Comme un nouveau Decie au trespas s’avançant
Pour le commun salut du monde perissant,
Afin que de sa mort naisse nostre victoire ?

Ô Dieu que tes bontez font d’estranges effects !
Et qu’ingrat est celuy qui de tant de bien-faits
L’eternel souvenir dans son ame n’engrave !
Tu t’asservis à l’homme afin de l’affranchir,
Tu t’appauvris toy-mesme afin de l’enrichir,
Par la mort de ton Fils rachetant ton esclave.

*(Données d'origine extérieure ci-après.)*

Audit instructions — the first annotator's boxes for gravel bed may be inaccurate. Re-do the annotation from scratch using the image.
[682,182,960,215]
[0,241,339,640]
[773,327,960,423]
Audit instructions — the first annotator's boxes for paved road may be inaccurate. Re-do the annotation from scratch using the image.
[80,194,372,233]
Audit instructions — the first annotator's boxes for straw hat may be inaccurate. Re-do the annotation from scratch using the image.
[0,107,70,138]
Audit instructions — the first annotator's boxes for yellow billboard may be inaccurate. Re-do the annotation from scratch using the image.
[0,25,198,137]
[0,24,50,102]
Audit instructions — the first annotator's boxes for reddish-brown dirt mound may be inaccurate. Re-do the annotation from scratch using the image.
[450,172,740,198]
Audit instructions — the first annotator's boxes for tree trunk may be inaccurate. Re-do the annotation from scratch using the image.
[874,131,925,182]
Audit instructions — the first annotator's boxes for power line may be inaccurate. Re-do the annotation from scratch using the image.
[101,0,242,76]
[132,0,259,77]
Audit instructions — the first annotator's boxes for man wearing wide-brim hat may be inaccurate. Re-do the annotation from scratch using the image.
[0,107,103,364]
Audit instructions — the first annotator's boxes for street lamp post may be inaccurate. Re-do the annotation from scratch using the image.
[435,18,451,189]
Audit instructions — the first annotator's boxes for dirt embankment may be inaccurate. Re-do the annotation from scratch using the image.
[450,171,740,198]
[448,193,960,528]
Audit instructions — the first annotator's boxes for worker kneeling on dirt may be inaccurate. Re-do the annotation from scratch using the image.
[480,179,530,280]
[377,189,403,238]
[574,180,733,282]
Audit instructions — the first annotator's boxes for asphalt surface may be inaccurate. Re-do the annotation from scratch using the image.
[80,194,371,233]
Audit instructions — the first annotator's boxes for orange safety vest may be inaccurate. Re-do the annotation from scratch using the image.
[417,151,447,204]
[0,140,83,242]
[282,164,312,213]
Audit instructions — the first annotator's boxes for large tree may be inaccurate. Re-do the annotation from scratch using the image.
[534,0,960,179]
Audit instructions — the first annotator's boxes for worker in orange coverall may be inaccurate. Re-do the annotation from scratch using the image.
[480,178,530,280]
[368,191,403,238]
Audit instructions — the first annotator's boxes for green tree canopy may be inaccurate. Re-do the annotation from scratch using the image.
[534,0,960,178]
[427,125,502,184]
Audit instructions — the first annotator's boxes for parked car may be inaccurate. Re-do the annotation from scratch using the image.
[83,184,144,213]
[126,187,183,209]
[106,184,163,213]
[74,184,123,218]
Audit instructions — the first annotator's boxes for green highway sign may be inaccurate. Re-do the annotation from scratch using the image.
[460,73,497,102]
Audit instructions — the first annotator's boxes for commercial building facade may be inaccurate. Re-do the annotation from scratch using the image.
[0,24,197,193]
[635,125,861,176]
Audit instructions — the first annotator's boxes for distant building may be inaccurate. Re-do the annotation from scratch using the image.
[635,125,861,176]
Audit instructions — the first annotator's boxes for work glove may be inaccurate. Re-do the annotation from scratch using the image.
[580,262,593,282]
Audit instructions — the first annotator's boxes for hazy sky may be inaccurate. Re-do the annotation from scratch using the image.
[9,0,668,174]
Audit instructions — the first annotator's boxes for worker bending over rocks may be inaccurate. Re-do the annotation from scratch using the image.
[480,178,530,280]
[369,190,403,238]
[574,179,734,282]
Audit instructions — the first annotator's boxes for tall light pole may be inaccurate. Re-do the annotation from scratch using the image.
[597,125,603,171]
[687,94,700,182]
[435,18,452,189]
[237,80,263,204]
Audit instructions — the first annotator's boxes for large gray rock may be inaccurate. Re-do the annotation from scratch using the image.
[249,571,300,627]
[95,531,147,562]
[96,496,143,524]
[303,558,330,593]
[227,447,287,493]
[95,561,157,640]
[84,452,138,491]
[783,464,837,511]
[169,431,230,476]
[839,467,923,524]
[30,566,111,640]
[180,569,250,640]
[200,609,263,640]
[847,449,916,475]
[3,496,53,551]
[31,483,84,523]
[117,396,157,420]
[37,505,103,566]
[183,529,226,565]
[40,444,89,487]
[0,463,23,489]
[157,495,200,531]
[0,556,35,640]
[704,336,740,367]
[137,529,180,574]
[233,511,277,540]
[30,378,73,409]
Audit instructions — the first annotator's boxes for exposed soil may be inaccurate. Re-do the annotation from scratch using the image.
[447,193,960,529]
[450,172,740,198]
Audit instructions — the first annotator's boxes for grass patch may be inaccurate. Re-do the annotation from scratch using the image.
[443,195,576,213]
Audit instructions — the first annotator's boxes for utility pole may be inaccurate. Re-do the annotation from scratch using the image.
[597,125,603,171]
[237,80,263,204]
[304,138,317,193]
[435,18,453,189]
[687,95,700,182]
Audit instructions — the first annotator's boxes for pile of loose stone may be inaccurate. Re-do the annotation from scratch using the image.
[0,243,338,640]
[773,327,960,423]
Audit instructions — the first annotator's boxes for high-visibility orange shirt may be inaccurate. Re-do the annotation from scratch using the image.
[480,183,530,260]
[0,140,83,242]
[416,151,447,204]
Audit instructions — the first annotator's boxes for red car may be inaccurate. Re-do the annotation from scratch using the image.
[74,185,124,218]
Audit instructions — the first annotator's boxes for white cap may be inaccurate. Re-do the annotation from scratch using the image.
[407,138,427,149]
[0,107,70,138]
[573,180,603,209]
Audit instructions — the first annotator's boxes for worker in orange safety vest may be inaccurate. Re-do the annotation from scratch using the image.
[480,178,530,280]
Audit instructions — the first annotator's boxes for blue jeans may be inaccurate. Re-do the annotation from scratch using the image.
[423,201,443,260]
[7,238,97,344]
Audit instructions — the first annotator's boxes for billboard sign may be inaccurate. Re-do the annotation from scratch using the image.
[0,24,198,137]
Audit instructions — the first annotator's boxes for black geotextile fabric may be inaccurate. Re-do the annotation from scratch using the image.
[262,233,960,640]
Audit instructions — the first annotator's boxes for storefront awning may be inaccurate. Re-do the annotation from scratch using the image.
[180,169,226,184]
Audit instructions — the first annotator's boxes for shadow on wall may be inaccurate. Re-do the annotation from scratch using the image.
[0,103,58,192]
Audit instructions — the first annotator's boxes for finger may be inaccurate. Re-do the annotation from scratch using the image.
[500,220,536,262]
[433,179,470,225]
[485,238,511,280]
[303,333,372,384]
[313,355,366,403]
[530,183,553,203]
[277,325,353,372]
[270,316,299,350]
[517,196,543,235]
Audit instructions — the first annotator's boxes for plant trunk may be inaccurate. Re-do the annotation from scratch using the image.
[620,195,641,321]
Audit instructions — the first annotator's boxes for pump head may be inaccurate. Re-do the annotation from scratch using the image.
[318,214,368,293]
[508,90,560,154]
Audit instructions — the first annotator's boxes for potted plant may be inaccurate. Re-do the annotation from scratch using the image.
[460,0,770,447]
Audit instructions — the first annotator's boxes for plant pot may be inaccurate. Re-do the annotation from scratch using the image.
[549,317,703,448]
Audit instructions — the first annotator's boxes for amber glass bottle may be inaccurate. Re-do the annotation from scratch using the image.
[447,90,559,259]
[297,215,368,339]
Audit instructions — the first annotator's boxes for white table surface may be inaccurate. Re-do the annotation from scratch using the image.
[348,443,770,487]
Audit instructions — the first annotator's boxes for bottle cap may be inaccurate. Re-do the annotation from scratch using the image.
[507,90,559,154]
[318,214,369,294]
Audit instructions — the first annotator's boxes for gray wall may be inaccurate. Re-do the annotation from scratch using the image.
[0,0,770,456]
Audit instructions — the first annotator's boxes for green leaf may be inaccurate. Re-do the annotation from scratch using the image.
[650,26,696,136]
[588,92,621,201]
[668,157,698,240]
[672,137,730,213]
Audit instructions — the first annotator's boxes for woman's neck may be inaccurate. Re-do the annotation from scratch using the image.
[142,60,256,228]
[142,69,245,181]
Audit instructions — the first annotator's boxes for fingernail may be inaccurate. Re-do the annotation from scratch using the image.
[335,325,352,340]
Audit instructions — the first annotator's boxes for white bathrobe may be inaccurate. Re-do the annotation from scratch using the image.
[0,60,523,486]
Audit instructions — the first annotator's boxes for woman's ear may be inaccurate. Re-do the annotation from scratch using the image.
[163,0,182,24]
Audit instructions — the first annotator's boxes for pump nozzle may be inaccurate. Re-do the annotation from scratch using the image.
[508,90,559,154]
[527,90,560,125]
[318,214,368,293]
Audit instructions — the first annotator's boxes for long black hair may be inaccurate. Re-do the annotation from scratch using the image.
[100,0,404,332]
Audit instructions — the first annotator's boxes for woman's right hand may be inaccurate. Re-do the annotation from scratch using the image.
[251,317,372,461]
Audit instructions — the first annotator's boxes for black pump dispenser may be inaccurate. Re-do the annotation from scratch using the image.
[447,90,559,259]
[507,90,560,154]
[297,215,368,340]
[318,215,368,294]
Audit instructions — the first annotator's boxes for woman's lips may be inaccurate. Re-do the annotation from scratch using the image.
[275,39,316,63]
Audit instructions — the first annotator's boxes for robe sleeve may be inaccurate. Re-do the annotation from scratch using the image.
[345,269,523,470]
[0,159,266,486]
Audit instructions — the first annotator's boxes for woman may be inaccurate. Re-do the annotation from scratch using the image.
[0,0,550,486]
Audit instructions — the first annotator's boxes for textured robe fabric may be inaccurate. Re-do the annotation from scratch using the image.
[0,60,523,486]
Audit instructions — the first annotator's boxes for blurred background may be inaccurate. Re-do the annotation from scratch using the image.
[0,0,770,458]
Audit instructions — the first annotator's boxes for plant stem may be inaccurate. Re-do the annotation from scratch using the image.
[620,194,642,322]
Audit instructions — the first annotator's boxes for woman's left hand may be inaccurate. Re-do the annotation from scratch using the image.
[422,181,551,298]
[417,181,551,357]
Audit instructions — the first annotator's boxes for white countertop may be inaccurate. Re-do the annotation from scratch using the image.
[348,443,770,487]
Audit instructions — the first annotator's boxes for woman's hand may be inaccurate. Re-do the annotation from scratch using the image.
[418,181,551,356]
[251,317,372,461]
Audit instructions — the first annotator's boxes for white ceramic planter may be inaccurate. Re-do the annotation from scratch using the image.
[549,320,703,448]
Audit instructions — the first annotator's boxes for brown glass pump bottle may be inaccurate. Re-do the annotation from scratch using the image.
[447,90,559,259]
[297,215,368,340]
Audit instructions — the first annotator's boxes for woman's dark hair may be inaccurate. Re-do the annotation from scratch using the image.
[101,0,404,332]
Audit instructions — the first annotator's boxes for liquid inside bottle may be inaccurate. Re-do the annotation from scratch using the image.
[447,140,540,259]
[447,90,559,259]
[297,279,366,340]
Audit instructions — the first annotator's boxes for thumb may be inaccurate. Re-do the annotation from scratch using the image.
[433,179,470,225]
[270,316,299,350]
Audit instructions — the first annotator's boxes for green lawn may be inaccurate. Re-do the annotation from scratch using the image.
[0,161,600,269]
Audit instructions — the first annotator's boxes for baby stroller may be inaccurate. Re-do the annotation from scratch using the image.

Quel est nostre merite, ô puissant Roy des Roys,
Que tu viennes livrer aux douleurs de la Croix
Ton Fils Dieu comme toy pour l’homme miserable ?
Vas-tu point preferant, par trop grande amitié,
À ta saincte justice une injuste pitié,
Condemnant l’innocent pour sauver le coulpable ?

Ah ! Seigneur ja n’avienne ! à jamais ta bonté,
Conservant de ses faits l’admirable beauté,
Fera voir ta justice unie à ta clemence :
Mais comme de tes loix tout desordre est banny,
Aussi sont tes conseils un abysme infiny,
Que ne sçauroit sonder nulle humaine prudence.